This service provides a statistical analysis of datasets and dataset splits used in machine learning pipelines, with the objective of verifying their distributional consistency. It supports the validation of training, validation, and test splits by detecting statistically significant differences that could bias model training or invalidate performance evaluation. The analysis conducted in a controlled and documented execution environment to ensure traceability and repeatability of results.

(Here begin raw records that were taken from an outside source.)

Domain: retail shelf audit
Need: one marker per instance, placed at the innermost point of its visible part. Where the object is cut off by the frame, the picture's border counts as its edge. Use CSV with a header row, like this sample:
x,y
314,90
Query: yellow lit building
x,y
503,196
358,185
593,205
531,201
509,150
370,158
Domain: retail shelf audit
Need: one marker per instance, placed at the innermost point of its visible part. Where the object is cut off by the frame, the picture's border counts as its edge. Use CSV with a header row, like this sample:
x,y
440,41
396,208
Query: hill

The service is particularly relevant for AI systems in the health domain, where dataset representativeness directly affects evaluation reliability, which is critical for regulatory compliance and clinical trustworthiness. The analysis is performed using robust statistical techniques and is delivered as a structured, interpretable report. The service execution follows ISO 9001 certified processes.
Service Inputs
Client datasets or predefined dataset splits (e.g. training / validation / test).
Service Outputs
Report on dataset analysis (statistical differences measured by our method on client dataset, specifying if differences between datasets/splits were found).
Dependencies & Restrictions
GDPR for the handling of personal data. A DPA will have to be signed between parties to allow us to process the data.
Certification Support
AI Act
MDR
Service Standards
AI Act Art. 10
MDR
Comments
This service supports data quality assessment and risk mitigation in machine learning workflows, contributing to the development and evaluation of trustworthy AI systems. The resulting analysis report can be used as supporting evidence within a Medical Device Regulation (MDR) technical documentation. This service addresses Article 10 (data quality obligations) under the EU AI Act by detecting distributional inconsistencies across dataset splits. The service also aligns with key principles of the EU AI Act for high-risk AI systems, notably those related to performance evaluation, transparency, and technical documentation.